|Speaker: Michael Hills|
In Stata longitudinal data are usually coded long, that is to say each set of measurements at each new time point constitutes a new record, and the set of all records for a subject share the same subject id. When exploring such data interactively most simple operations refer to records, but often the answers required are those referring to subjects. The most obvious example is how many subjects are there? This is the same as the number of unique codes for subject id, and is returned by the Stata command codebook id, along with much else. A simple alternative is the new command unique id which generalizes to unique id visit, for example, which reports the number of unique combinations of id and visit. In general, the command
. unique varlist, by(varname) gen(newvar)
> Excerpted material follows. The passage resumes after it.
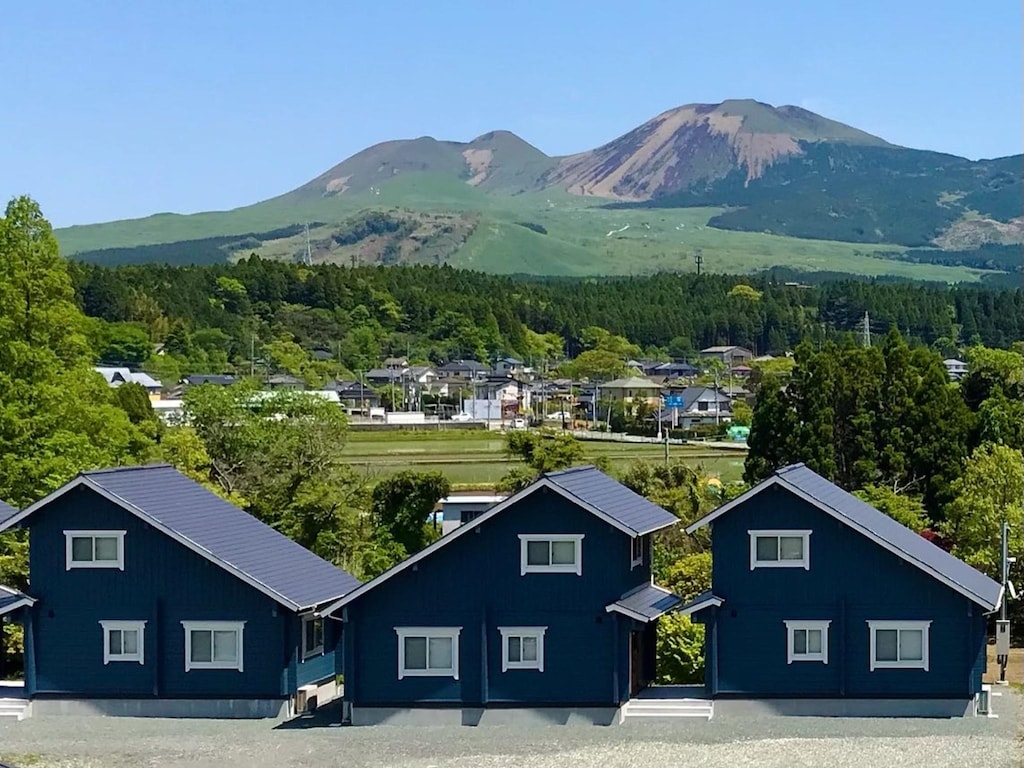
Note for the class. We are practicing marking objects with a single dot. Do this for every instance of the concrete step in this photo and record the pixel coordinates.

will give the number of unique combinations of varlist. When the by is present it creates a new variable newvar, which contains the number of unique combinations of varlist for each level of varname. For example,
. unique job, by(id) gen(jobvar)
reports the overall number of unique values for the variable job, and creates the variable jobvar which contains the number of different job codes for each subject.
Slightly more complex questions take the form: how many records satisfy the condition C, where C refers to a single variable. An example is the condition height == . . The command longch takes the form
. longch id, c(height == .)
where id is the subject id variable name and c( ) contains the condition. The output looks like this:
71 records fulfill the condition height == . some : 46 subjects have height == . in at least one record none : 51 subjects have height == . in no records every: 0 subjects have height == . in every record
In addition three logical variables called _some, _none, and _every, are created for convenience in further manipulation (e.g. dropping or keeping records). These flag all records belonging to subjects with some records satisfying the condition, and so on.